It’s the final minute of a tie game and your team is taking the faceoff in the offensive zone.
Should the coach put in the next line in the rotation or the team’s best goal scorer?
OMHA Article Link
Coaches at every level can be tempted to ‘go for the win.’ At the minor hockey level, the decision to shorten the bench to squeeze out an extra win sends the wrong message.
Taking away ice time in any situation just might take away interest in the sport altogether. A coach skipping over the third line in the final minutes of a tight game may not seem like a big deal to an adult. But the sweetness of whatever victory gained from such a move likely will still taste sour to all those kids deemed not worthy of playing.
Richard Monette is the publisher and editor-in-chief of Active for Life. His professional activities span the disciplines of business, sport psychology and education. He is part of the B2ten leadership team and leads the Active for Life initiative. Monette is a believer in equal playing time.
"Some coaches play to win and some coaches play for the right reason which is to roll the lines so every kid has the same amount of ice time. That’s when it gets very challenging."
While coaches can come up with reasons not to play certain players, they need to remember to look at it from the kid’s perspective.
“Most kids don’t play just to win. Most kids try to win but it’s not really what matters the most to them,” said Monette. “When you look at surveys and all kinds of studies and you ask kids why do they play, they always say the same thing: they play to have fun and get better. Some studies actually conclude that most kids would rather play on a losing team than sit on a winning team.”
It can be tougher for kids to understand why they aren’t playing when their idea of hockey doesn’t match up with the view of what the coach is thinking.
Some coaches believe that benching a player can serve as a disciplinary tool. If a player is skipping a shift, the coach needs to explain to them why they aren’t out on the ice.
“The worst case you can do is the kid comes back after taking a bad penalty and you sit him on the bench and you say nothing. What this creates is the kid can make up his own scenario and you might totally miss the point. If you don’t explain to the kid why you are doing what you’re doing then the kid might come up with his own interpretation and might be totally irrelevant to what you’re thinking as a coach.”
Players can get emotional and if a coach can sense that there is a risk of injury or safety of another player, it is up to them to let the skater know why some extra time on the bench can help cool off a situation. Let the player relax and compose themselves again and tell them that they will be back on the ice once they control their emotions.
If any time arises where a coach benches a player for a shift, they should meet with the player and parents after the game and explain why they chose this option. Monette recommends that coaches never bench their players for more than a shift and not at all with younger players.

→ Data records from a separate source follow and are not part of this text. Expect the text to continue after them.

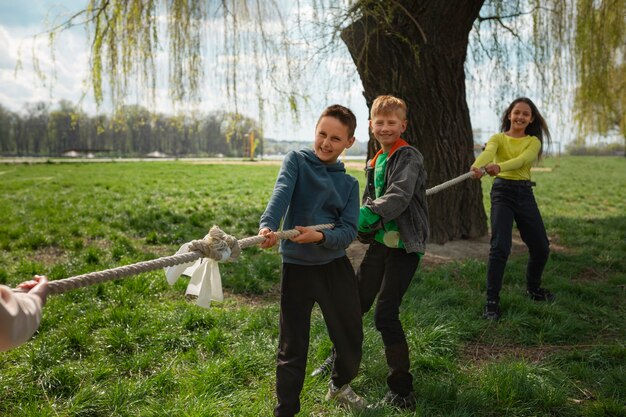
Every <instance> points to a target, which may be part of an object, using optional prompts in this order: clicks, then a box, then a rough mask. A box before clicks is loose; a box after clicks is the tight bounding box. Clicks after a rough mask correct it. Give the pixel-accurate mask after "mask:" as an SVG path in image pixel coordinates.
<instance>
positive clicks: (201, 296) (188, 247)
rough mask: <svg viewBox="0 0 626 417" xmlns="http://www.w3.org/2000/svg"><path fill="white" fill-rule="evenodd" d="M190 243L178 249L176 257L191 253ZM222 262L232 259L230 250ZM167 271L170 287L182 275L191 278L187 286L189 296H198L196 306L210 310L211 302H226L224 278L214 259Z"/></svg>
mask: <svg viewBox="0 0 626 417" xmlns="http://www.w3.org/2000/svg"><path fill="white" fill-rule="evenodd" d="M189 245H190V244H189V243H185V244H184V245H182V246H181V247H180V249H178V252H176V255H178V254H181V253H188V252H189ZM222 257H223V258H222V260H224V261H225V260H227V259H228V258H229V257H230V249H228V250H225V251H224V252H223V254H222ZM164 269H165V276H166V277H167V282H168V283H169V284H170V285H174V284H175V283H176V281H178V278H180V276H181V275H186V276H188V277H191V279H190V280H189V284H188V285H187V291H186V292H185V294H187V295H195V296H197V297H198V298H197V300H196V304H197V305H198V306H200V307H204V308H209V307H210V306H211V301H224V293H223V292H222V277H221V275H220V270H219V267H218V261H216V260H215V259H212V258H200V259H198V260H196V261H194V262H188V263H185V264H180V265H175V266H170V267H167V268H164Z"/></svg>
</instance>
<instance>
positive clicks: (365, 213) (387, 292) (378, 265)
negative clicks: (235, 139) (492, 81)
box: [314, 96, 428, 409]
mask: <svg viewBox="0 0 626 417" xmlns="http://www.w3.org/2000/svg"><path fill="white" fill-rule="evenodd" d="M406 112H407V108H406V104H405V102H404V101H403V100H401V99H398V98H396V97H393V96H379V97H377V98H376V100H374V103H372V109H371V115H370V128H371V129H372V132H373V134H374V137H375V138H376V140H377V141H378V143H379V144H380V145H381V150H380V151H379V152H378V153H377V154H376V155H375V156H374V158H373V159H372V160H370V161H368V163H367V167H366V172H367V187H366V189H365V192H364V195H363V205H362V206H361V210H360V215H359V225H358V231H359V239H360V240H361V241H363V240H364V239H367V243H370V246H369V248H368V250H367V252H366V253H365V257H364V258H363V261H362V263H361V266H360V267H359V270H358V272H357V279H358V284H359V296H360V302H361V311H362V313H363V314H365V313H366V312H368V311H369V309H370V308H371V307H372V305H373V303H374V300H375V299H376V296H377V295H378V301H377V303H376V310H375V312H374V320H375V324H376V329H377V330H378V331H380V333H381V336H382V339H383V343H384V344H385V356H386V358H387V364H388V366H389V375H388V377H387V385H388V386H389V392H388V393H387V394H386V395H385V398H384V400H385V402H387V403H389V404H391V405H393V406H396V407H398V408H404V409H414V408H415V404H416V400H415V395H414V394H413V376H412V375H411V373H410V371H409V368H410V362H409V349H408V344H407V341H406V336H405V334H404V329H403V328H402V323H401V322H400V317H399V314H400V304H401V303H402V297H403V296H404V294H405V293H406V291H407V289H408V287H409V284H410V283H411V280H412V278H413V275H414V274H415V271H416V270H417V267H418V265H419V262H420V259H421V257H422V255H423V253H424V249H425V245H426V239H427V237H428V206H427V204H426V171H425V169H424V164H423V157H422V155H421V153H420V152H419V151H418V150H417V149H415V148H414V147H412V146H410V145H409V144H408V143H407V142H405V141H404V140H403V139H402V138H401V137H400V135H401V134H402V133H404V131H405V130H406V126H407V118H406ZM333 356H334V355H333ZM333 356H331V357H330V358H329V359H327V360H326V362H325V363H324V364H323V365H322V366H321V367H320V368H318V369H317V370H316V371H315V372H314V374H322V373H324V367H325V366H326V367H329V365H330V364H332V360H333Z"/></svg>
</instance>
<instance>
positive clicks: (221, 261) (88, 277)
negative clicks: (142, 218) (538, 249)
mask: <svg viewBox="0 0 626 417" xmlns="http://www.w3.org/2000/svg"><path fill="white" fill-rule="evenodd" d="M481 170H482V175H485V173H486V172H485V169H484V168H481ZM474 175H475V174H474V171H469V172H467V173H465V174H463V175H460V176H458V177H456V178H453V179H451V180H449V181H446V182H444V183H442V184H439V185H437V186H435V187H432V188H429V189H428V190H426V195H432V194H436V193H438V192H439V191H441V190H444V189H446V188H449V187H451V186H453V185H455V184H458V183H460V182H462V181H464V180H466V179H467V178H471V177H472V176H474ZM307 227H308V228H311V229H313V230H317V231H320V230H326V229H332V228H333V227H334V225H333V224H318V225H313V226H307ZM275 234H276V237H278V238H279V239H290V238H292V237H295V236H298V235H299V234H300V232H299V231H298V230H296V229H291V230H283V231H279V232H275ZM264 240H265V236H251V237H247V238H244V239H240V240H237V239H236V238H235V237H234V236H231V235H227V234H226V233H224V232H223V231H222V230H221V229H220V228H219V227H217V226H213V227H212V228H211V230H209V233H208V234H207V235H206V236H205V237H204V238H203V239H201V240H192V241H191V242H187V243H185V244H184V245H182V246H181V247H180V249H179V250H178V252H176V254H175V255H172V256H165V257H161V258H157V259H153V260H151V261H144V262H138V263H135V264H131V265H126V266H121V267H117V268H112V269H107V270H105V271H96V272H90V273H87V274H82V275H77V276H74V277H70V278H64V279H59V280H54V281H49V283H48V292H49V294H62V293H64V292H68V291H70V290H73V289H76V288H81V287H87V286H89V285H95V284H101V283H103V282H107V281H111V280H114V279H118V278H124V277H128V276H132V275H137V274H140V273H142V272H148V271H153V270H157V269H160V268H164V269H165V276H166V278H167V282H168V283H169V284H170V285H174V283H176V281H177V280H178V278H180V276H181V275H187V276H190V277H191V279H190V281H189V284H188V286H187V290H186V294H189V295H195V296H197V297H198V298H197V301H196V303H197V304H198V305H199V306H201V307H205V308H208V307H209V306H210V305H211V301H212V300H213V301H222V300H223V299H224V296H223V292H222V283H221V276H220V272H219V268H218V262H220V261H221V262H224V261H230V260H235V259H236V258H237V257H238V256H239V254H240V253H241V249H244V248H248V247H250V246H255V245H258V244H259V243H261V242H263V241H264ZM13 291H17V292H19V291H22V290H20V289H19V288H15V289H13Z"/></svg>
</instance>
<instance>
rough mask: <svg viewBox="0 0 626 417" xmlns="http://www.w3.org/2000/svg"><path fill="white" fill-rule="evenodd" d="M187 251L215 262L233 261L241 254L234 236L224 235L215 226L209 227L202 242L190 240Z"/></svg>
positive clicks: (229, 235)
mask: <svg viewBox="0 0 626 417" xmlns="http://www.w3.org/2000/svg"><path fill="white" fill-rule="evenodd" d="M189 251H190V252H191V251H197V252H200V253H202V255H203V256H204V257H205V258H211V259H214V260H216V261H227V260H229V259H232V260H235V259H237V257H238V256H239V254H241V248H240V246H239V242H238V241H237V239H236V238H235V237H234V236H231V235H228V234H226V233H224V231H223V230H222V229H220V228H219V227H217V226H213V227H211V230H209V233H208V234H207V235H206V236H205V237H204V239H202V240H192V241H191V242H190V243H189Z"/></svg>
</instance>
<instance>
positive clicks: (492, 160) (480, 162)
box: [472, 133, 541, 181]
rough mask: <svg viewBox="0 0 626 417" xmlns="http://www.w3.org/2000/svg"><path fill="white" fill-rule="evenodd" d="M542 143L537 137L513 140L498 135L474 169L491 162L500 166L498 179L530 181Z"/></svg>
mask: <svg viewBox="0 0 626 417" xmlns="http://www.w3.org/2000/svg"><path fill="white" fill-rule="evenodd" d="M540 150H541V142H540V141H539V139H537V137H535V136H524V137H522V138H513V137H511V136H507V135H506V134H504V133H496V134H495V135H493V136H492V137H491V138H490V139H489V141H488V142H487V146H485V150H484V151H482V153H481V154H480V155H478V158H476V161H474V163H473V164H472V167H475V168H480V167H483V166H485V165H487V164H488V163H490V162H494V163H496V164H498V165H499V166H500V173H499V174H498V175H497V177H498V178H505V179H509V180H528V181H529V180H530V167H531V165H532V163H533V162H535V161H536V160H537V157H538V156H539V151H540Z"/></svg>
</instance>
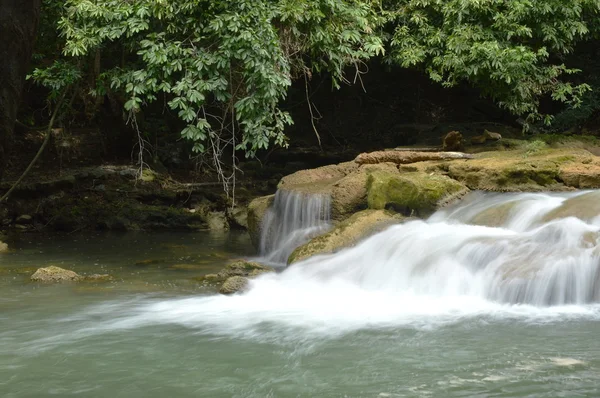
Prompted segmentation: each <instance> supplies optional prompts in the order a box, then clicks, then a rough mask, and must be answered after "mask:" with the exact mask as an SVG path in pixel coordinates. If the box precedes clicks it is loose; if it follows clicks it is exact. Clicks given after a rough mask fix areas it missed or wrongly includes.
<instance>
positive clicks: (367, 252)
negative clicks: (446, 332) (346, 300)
mask: <svg viewBox="0 0 600 398" xmlns="http://www.w3.org/2000/svg"><path fill="white" fill-rule="evenodd" d="M594 209H595V210H594ZM598 215H600V193H598V192H583V193H576V194H573V193H569V194H499V195H494V194H475V195H473V196H472V197H471V198H470V199H467V200H466V203H463V204H461V205H459V206H456V207H455V208H452V209H448V210H444V211H440V212H438V213H436V214H434V215H433V216H432V217H431V218H430V219H429V220H427V221H411V222H407V223H405V224H402V225H396V226H393V227H390V228H388V229H387V230H385V231H383V232H381V233H379V234H377V235H375V236H373V237H371V238H369V239H368V240H366V241H364V242H362V243H361V244H360V245H358V246H356V247H354V248H351V249H348V250H345V251H342V252H339V253H337V254H334V255H329V256H322V257H316V258H313V259H308V260H306V261H304V262H301V263H299V264H296V265H294V267H292V268H294V269H290V270H289V272H288V273H287V275H286V274H285V273H284V274H283V275H282V276H281V279H282V280H285V279H286V278H292V279H295V282H294V283H298V280H299V279H304V280H318V281H323V282H325V283H330V282H333V281H335V283H345V284H349V285H352V286H355V287H357V288H359V289H361V290H366V291H371V292H377V293H378V294H381V293H384V292H385V293H391V294H411V295H415V296H416V297H419V296H420V297H440V298H443V297H459V296H466V297H477V298H481V299H485V300H490V301H494V302H498V303H508V304H530V305H535V306H556V305H572V304H586V303H593V302H599V301H600V272H599V267H600V218H599V217H598ZM475 222H481V223H484V224H486V223H487V225H474V223H475Z"/></svg>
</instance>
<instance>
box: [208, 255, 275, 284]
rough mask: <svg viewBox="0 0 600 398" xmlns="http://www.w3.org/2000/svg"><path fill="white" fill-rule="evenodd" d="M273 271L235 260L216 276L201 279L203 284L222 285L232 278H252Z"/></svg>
mask: <svg viewBox="0 0 600 398" xmlns="http://www.w3.org/2000/svg"><path fill="white" fill-rule="evenodd" d="M268 272H275V270H274V269H273V268H271V267H268V266H266V265H262V264H260V263H256V262H254V261H246V260H236V261H233V262H231V263H229V264H227V265H226V266H225V268H223V269H222V270H221V271H219V273H217V274H207V275H205V276H204V277H202V278H201V280H202V281H204V282H209V283H223V282H225V281H226V280H227V279H229V278H231V277H232V276H243V277H254V276H258V275H261V274H264V273H268Z"/></svg>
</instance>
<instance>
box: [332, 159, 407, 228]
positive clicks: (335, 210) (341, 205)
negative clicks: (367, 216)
mask: <svg viewBox="0 0 600 398" xmlns="http://www.w3.org/2000/svg"><path fill="white" fill-rule="evenodd" d="M375 171H385V172H389V173H398V166H397V165H395V164H393V163H389V162H387V163H379V164H364V165H362V166H360V167H359V168H357V169H355V170H354V171H353V172H351V173H349V174H347V175H346V176H344V177H343V178H341V179H340V180H339V181H337V182H336V183H334V184H333V185H332V187H331V217H332V218H333V219H334V220H336V221H341V220H344V219H346V218H348V217H349V216H351V215H352V214H354V213H356V212H357V211H361V210H365V209H366V208H367V207H368V204H367V183H368V181H369V175H370V174H371V173H373V172H375Z"/></svg>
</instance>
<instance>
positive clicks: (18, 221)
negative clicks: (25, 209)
mask: <svg viewBox="0 0 600 398" xmlns="http://www.w3.org/2000/svg"><path fill="white" fill-rule="evenodd" d="M32 222H33V217H31V216H30V215H29V214H22V215H20V216H19V217H17V219H16V220H15V223H17V224H23V225H25V224H31V223H32Z"/></svg>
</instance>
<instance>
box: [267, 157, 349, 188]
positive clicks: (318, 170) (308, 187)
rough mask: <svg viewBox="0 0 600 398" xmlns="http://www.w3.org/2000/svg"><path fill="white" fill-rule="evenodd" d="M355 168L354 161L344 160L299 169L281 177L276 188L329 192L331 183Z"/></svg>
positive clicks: (333, 181) (341, 177)
mask: <svg viewBox="0 0 600 398" xmlns="http://www.w3.org/2000/svg"><path fill="white" fill-rule="evenodd" d="M357 169H358V164H357V163H356V162H344V163H340V164H335V165H329V166H323V167H317V168H316V169H309V170H300V171H297V172H296V173H294V174H290V175H287V176H285V177H283V178H282V179H281V181H280V182H279V184H278V185H277V188H278V189H286V190H288V191H291V190H301V191H302V192H306V193H324V192H329V191H330V188H331V185H332V184H334V183H335V182H337V181H339V180H340V179H341V178H343V177H345V176H347V175H348V174H350V173H352V172H354V171H356V170H357Z"/></svg>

For younger players who are still understanding that hockey is more than one aspect, placing labels on them like ‘goal-scorer’ can limit how they think about and view the game. If coaches elect to break from a rotation and play a certain line for a specific situation, it can’t be a habit. It’s a matter of balance.
“Kids know. If you’re in that situation in a tournament or the finals of the league and it’s done the right way for the right reasons and it’s not done through the year every single game, kids understand.”
“Some coaches play to win and some coaches play for the right reason which is to roll the lines so every kid has the same amount of ice time. That’s when it gets very challenging.”